Increased glutamic acid decarboxylase expression in the hypothalamic suprachiasmatic nucleus in depression

• Published in: Brain Structure and Function Vol. 222; no. 9; pp. 4079 - 4088
• Main Authors: Wu, Xueyan, Balesar, Rawien, Lu, Jing, Farajnia, Sahar, Zhu, Qiongbin, Huang, Manli, Bao, Ai-Min, Swaab, Dick F.
• Format: Journal Article
• Language: English
• Published: Berlin/Heidelberg Springer Berlin Heidelberg 01.12.2017; Springer Nature B.V
• Subjects: Argipressin; Biological clocks; Biomedical and Life Sciences; Biomedicine; Cell Biology; Circadian rhythm; Circadian rhythms; Glutamic acid; Hypothalamus; Immunocytochemistry; Mental depression; Neurology; Neurosciences; Original; Original Article; Suprachiasmatic nucleus; Transcription; Vasopressin; γ-Aminobutyric acid; Suprachiasmatic nucleus; GABA; Depression; Arginine vasopressin; Sex difference
• ISSN: 1863-2653; 1863-2661; 1863-2661; 0340-2061
• DOI: 10.1007/s00429-017-1442-y

In depression, disrupted circadian rhythms reflect abnormalities in the central circadian pacemaker, the hypothalamic suprachiasmatic nucleus (SCN).

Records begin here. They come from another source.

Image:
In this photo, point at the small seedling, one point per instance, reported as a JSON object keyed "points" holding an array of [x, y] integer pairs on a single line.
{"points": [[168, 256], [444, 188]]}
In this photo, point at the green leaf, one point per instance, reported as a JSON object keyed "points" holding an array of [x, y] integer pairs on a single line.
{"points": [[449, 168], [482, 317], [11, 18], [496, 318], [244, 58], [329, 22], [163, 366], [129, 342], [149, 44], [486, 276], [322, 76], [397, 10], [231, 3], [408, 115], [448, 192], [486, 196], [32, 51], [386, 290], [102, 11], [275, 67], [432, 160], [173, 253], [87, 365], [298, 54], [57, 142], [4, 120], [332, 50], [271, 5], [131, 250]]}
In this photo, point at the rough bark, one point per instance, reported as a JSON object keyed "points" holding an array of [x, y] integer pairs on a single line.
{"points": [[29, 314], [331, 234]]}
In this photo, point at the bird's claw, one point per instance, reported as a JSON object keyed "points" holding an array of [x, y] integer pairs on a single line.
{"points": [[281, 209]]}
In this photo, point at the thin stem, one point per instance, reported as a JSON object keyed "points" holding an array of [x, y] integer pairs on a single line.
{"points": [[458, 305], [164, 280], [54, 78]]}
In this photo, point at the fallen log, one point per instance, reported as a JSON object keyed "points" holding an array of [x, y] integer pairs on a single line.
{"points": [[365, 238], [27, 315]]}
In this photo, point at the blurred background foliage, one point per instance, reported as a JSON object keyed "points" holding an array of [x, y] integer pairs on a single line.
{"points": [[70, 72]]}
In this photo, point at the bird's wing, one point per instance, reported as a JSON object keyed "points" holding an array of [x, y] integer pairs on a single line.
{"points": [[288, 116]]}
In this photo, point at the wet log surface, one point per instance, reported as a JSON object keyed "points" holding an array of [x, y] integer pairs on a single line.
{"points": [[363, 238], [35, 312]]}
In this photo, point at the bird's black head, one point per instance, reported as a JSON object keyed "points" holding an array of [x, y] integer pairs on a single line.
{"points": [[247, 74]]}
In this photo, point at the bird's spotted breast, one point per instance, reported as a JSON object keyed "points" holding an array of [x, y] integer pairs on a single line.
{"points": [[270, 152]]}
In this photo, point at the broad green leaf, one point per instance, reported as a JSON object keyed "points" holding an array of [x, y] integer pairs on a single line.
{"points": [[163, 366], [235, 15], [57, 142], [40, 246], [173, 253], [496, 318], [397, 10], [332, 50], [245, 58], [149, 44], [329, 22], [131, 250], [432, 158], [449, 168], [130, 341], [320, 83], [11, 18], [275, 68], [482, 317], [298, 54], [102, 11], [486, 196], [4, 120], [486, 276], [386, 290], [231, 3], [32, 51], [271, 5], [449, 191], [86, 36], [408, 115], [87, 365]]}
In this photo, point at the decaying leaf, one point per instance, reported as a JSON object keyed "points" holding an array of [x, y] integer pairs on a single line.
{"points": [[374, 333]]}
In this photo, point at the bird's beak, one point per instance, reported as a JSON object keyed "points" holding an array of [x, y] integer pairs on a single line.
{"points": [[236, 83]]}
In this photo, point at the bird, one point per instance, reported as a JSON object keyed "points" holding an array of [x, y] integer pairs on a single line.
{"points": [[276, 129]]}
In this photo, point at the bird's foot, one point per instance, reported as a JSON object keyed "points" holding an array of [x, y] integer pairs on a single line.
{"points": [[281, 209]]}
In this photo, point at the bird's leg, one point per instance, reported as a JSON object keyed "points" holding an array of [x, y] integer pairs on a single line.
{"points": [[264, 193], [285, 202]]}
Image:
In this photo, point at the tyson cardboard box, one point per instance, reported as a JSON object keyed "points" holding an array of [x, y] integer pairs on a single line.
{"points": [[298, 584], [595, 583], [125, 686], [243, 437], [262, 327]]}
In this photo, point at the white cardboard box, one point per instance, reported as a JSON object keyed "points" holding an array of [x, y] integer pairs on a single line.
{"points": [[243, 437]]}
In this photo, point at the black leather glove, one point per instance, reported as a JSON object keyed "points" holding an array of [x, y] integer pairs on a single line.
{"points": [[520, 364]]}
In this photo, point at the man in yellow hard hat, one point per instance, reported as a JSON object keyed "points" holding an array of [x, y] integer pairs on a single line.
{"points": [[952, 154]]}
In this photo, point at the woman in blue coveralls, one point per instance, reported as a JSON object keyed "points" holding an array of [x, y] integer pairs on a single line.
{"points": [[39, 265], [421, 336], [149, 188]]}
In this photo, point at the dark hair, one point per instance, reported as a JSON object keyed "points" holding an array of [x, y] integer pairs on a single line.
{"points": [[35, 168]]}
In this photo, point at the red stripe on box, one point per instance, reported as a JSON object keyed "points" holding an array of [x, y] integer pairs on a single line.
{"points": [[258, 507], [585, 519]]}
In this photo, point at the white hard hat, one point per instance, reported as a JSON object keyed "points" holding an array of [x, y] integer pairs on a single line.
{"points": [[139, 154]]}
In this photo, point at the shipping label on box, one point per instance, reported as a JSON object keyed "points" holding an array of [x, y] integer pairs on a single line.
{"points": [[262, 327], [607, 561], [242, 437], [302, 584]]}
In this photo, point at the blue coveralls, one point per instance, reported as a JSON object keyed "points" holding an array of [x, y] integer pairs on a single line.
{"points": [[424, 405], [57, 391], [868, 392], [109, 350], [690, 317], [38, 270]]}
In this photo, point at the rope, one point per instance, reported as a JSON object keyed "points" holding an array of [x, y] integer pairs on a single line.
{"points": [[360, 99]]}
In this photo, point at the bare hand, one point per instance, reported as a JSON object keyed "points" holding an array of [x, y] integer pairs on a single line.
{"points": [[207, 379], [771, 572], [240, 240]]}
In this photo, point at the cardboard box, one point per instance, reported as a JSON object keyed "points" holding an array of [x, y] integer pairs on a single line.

Although many SCN neurons are said to be GABAergic, it was not yet known whether and how SCN GABA changes occur in the SCN in depression. We, therefore, studied GABA in the SCN in relation to the changes in arginine vasopressin (AVP), which is one of the major SCN output systems. Postmortem hypothalamus specimens of 13 subjects suffering from depression and of 13 well-matched controls were collected. Quantitative immunocytochemistry was used to analyze the protein levels of glutamic acid decarboxylase (GAD)65/67 and AVP, and quantitative in situ hybridization was used to measure transcript levels of GAD67 in the SCN. There were a significant 58% increase of SCN GAD65/67-ir and a significant 169% increase of SCN GAD67-mRNA in the depression group. In addition, there were a significant 253% increase of AVP-ir in female depression subjects but not in male depression patients. This sex difference was supported by a re-analysis of SCN AVP-ir data of a previous study of our group. Moreover, SCN-AVP-ir showed a significant negative correlation with age in the control group and in the male, but not in the female depression group. Given the crucial role of GABA in mediating SCN function, our finding of increased SCN GABA expression may significantly contribute to the disordered circadian rhythms in depression. The increased SCN AVP-ir in female—but not in male-depression patients—may reflect the higher vulnerability for depression in women.